Na vida passada, por ter sido mimada pela avó, tornara-se arrogante e tirânica. Assim, quando a avó anunciou que, depois do Festival da Lua, ela iria ao palácio servir como dama de companhia da terceira princesa, An Lingxiao fez escândalo, chorou, gritou e acabou por deixar a avó desacordada com a pancada.

Não demorou muitos dias para que se espalhassem rumores de sua desobediência aos mais velhos, e, desde então, ela passou a carregar o título da primeira filha ingrata do Reino de Yan.

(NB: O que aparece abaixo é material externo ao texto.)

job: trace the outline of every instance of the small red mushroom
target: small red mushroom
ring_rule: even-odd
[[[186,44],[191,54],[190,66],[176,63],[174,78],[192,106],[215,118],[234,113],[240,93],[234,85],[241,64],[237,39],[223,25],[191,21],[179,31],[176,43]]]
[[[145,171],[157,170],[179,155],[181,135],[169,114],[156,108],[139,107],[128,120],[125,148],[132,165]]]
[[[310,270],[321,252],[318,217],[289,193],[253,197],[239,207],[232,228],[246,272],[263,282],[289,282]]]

Enquanto isso, a prima de seu segundo tio, An Muxian, foi ao Grande Templo de Buda e permaneceu três dias de joelhos, orando pela saúde da avó.

Com seu rosto coberto de lágrimas, belo e comovente, conquistou a reputação de filha piedosa e tomou o lugar dela como dama de companhia da terceira princesa, irmã uterina do príncipe herdeiro.

A vida dela começou, justamente a partir da recusa em entrar no palácio, a caminhar rumo a um sofrimento sem fim.

Depois de dois anos trancada no templo ancestral da família, a família do príncipe de Nanming pediu sua mão em casamento. A avó concordou, e ela foi dada em matrimônio ao segundo filho inválido da casa de Nanming, Chen Xu, que muitas vezes a maltratava até deixá-la à beira da morte.

Toda vez que ela, em lágrimas, implorava à avó que a salvasse, esta apenas lhe dizia para obedecer ao marido, para ser sensata, para não se portar com capricho depois de casada.

Chegou até mesmo a pedir desculpas à sogra dela, dizendo que a havia mimado demais e que a família do marido deveria discipliná-la como fosse necessário.

Três anos depois, seu corpo já estava completamente arruinado. Levaram-na para a propriedade da mansão do conde, forçaram sua cabeça contra o chão para que comesse raízes arrancadas da terra e ração de porcos, quebraram-lhe os dedos e envenenaram sua voz até torná-la muda.

Depois de mais dois anos na propriedade, à beira da morte, sua prima, toda coberta de joias e esplendor, foi visitá-la. Com ar triunfante, contou que o irmão mais novo dela fugira com uma atriz, enlouquecendo o pai até que ele morresse bêbado afogado; que a linhagem principal ficara sem herdeiros; e que o título passara para o segundo tio.

A prima deu um passo atrás, tapando o nariz com repulsa, e olhou-a com nojo.

— Nesse estado, nem viva nem morta... por que você ainda não morreu?

Ela realmente morrera.

Mas morrera sem fechar os olhos.

A avó sempre dizia que era a pessoa de quem mais gostava.

Então por que a avó, que dizia amá-la, fizera aquilo com ela?

Por que destruíra a linhagem principal da família?

Ao erguer a cabeça depois de se prostrar, no meio da noite o rosto afetuoso da avó voltou a se transformar em algo feroz, e seu sorriso de triunfo se alargou no céu escuro.

Ainda bem que ela voltara.

Voltava exatamente ao dia em que batera a avó e fora trancada no templo ancestral.

Desta vez, pisaria à frente. Limparia o nome de filha desobediente. Impediria a prima de entrar no palácio. Descobriria a razão de a avó querer exterminar completamente a linhagem principal da família. E arrancaria das mãos dela tudo o que pertencia à casa principal.

Ela já não era a antiga segunda senhorita An, mimada, caprichosa e arrogante.

Era An Lingxiao, a que regressara do inferno humano depois de suportar sofrimentos sem fim.